[llvm] [LV]: Teach LV to recursively (de)interleave. (PR #89018)

Paul Walker via llvm-commits llvm-commits at lists.llvm.org
Thu Oct 17 08:22:14 PDT 2024


================
@@ -2291,23 +2329,69 @@ void VPInterleaveRecipe::execute(VPTransformState &State) {
     ArrayRef<VPValue *> VPDefs = definedValues();
     const DataLayout &DL = State.CFG.PrevBB->getDataLayout();
     if (VecTy->isScalableTy()) {
-      assert(InterleaveFactor == 2 &&
+      assert(isPowerOf2_32(InterleaveFactor) &&
              "Unsupported deinterleave factor for scalable vectors");
 
       for (unsigned Part = 0; Part < State.UF; ++Part) {
         // Scalable vectors cannot use arbitrary shufflevectors (only splats),
         // so must use intrinsics to deinterleave.
-        Value *DI = State.Builder.CreateIntrinsic(
-            Intrinsic::vector_deinterleave2, VecTy, NewLoads[Part],
-            /*FMFSource=*/nullptr, "strided.vec");
-        unsigned J = 0;
-        for (unsigned I = 0; I < InterleaveFactor; ++I) {
-          Instruction *Member = Group->getMember(I);
 
-          if (!Member)
-            continue;
+        SmallVector<Value *> DeinterleavedValues;
+        // If the InterleaveFactor is > 2, so we will have to do recursive
+        // deinterleaving, because the current available deinterleave intrinsic
+        // supports only Factor of 2. DeinterleaveCount represent how many times
+        // we will do deinterleaving, we will do deinterleave on all nonleaf
+        // nodes in the deinterleave tree.
+        unsigned DeinterleaveCount = InterleaveFactor - 1;
+        std::vector<Value *> TempDeinterleavedValues;
+        TempDeinterleavedValues.push_back(NewLoads[Part]);
+        for (unsigned I = 0; I < DeinterleaveCount; ++I) {
+          auto *DiTy = TempDeinterleavedValues[I]->getType();
+          Value *DI = State.Builder.CreateIntrinsic(
+              Intrinsic::vector_deinterleave2, DiTy, TempDeinterleavedValues[I],
+              /*FMFSource=*/nullptr, "strided.vec");
+          Value *StridedVec = State.Builder.CreateExtractValue(DI, 0);
+          TempDeinterleavedValues.push_back(StridedVec);
+          StridedVec = State.Builder.CreateExtractValue(DI, 1);
+          TempDeinterleavedValues.push_back(StridedVec);
+          // Perform sorting at the start of each new level in the tree.
+          // A new level begins when the number of remaining values is a power
+          // of 2 and greater than 2. If a level has only 2 nodes, no sorting is
+          // needed as they are already in order.
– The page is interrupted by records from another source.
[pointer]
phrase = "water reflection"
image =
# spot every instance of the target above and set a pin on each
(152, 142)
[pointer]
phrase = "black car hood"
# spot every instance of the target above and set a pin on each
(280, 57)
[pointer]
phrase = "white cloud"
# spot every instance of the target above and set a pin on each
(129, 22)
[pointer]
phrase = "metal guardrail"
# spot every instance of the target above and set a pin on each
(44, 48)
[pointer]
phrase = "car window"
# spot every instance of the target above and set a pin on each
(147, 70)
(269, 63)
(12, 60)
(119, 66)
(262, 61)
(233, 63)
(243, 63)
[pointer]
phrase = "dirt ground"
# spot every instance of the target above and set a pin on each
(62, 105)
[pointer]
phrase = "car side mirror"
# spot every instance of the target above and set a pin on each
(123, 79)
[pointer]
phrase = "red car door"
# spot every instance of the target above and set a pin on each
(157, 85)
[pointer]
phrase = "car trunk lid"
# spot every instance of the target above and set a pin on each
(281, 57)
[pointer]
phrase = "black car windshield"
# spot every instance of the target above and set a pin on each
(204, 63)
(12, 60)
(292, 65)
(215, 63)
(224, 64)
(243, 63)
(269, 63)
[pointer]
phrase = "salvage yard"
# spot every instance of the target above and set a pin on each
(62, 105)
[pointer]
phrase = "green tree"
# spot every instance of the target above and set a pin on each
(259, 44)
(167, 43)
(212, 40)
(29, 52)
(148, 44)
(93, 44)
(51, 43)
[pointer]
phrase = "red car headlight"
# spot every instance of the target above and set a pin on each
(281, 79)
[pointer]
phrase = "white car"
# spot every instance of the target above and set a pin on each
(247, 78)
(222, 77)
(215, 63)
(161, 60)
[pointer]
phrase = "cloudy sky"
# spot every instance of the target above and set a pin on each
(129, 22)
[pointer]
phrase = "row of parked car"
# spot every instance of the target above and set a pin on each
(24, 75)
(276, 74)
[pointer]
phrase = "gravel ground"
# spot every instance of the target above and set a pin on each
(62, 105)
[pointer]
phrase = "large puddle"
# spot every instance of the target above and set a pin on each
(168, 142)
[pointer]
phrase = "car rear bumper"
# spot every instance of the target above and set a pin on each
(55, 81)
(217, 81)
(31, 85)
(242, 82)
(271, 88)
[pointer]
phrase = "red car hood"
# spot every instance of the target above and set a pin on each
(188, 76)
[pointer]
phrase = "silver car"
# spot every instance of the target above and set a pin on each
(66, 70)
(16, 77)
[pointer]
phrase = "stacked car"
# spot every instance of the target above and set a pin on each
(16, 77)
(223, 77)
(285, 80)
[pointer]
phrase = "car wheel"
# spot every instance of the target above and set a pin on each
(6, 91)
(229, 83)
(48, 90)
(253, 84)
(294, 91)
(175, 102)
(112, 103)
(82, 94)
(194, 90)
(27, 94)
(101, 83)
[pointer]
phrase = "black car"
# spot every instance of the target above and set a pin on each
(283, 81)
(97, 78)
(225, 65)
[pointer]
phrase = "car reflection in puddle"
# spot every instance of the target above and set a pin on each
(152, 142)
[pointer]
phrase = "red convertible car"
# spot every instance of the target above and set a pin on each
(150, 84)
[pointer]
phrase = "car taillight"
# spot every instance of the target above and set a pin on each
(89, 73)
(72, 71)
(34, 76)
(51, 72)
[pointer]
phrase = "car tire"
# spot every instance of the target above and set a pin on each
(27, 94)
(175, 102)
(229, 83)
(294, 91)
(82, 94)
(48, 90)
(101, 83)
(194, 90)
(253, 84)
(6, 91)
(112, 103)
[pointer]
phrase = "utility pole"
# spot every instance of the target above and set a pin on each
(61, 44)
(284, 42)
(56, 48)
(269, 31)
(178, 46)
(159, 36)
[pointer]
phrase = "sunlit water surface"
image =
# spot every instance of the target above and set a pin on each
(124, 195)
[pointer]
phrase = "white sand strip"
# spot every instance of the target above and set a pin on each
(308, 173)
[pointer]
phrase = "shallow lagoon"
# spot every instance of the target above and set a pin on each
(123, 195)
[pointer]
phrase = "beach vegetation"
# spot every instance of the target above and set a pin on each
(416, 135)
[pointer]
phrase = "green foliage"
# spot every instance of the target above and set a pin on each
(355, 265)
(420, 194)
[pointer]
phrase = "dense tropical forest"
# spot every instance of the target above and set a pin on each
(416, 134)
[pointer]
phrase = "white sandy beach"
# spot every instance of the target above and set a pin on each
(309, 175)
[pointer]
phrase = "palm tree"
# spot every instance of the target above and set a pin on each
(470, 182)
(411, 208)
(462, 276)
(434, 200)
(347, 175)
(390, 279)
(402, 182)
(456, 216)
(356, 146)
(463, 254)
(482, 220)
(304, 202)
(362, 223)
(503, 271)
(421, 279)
Number of remaining values to
+          // be processed:
+          unsigned NumRemainingValues = TempDeinterleavedValues.size() - I - 1;
+          if (NumRemainingValues > 2 && isPowerOf2_32(NumRemainingValues)) {
+            // these remaining values represent a new level in the tree,
+            // Reorder the values to match the correct deinterleaving order.
+            std::vector<Value *> RemainingValues(
+                TempDeinterleavedValues.begin() + I + 1,
+                TempDeinterleavedValues.end());
+            unsigned Middle = NumRemainingValues / 2;
+            for (unsigned J = 0, K = I + 1; J < NumRemainingValues;
+                 J += 2, K++) {
----------------
paulwalker-arm wrote:

Similar to my interleave comment in that I think you've backed yourself into a corner by not nesting where you create the `vector_deinterleave2` call. I knocked together the following, where also splitting the deinterleave into two phases (elements then vectors) also looks to simplify the implementation (assuming I've got my logic correct).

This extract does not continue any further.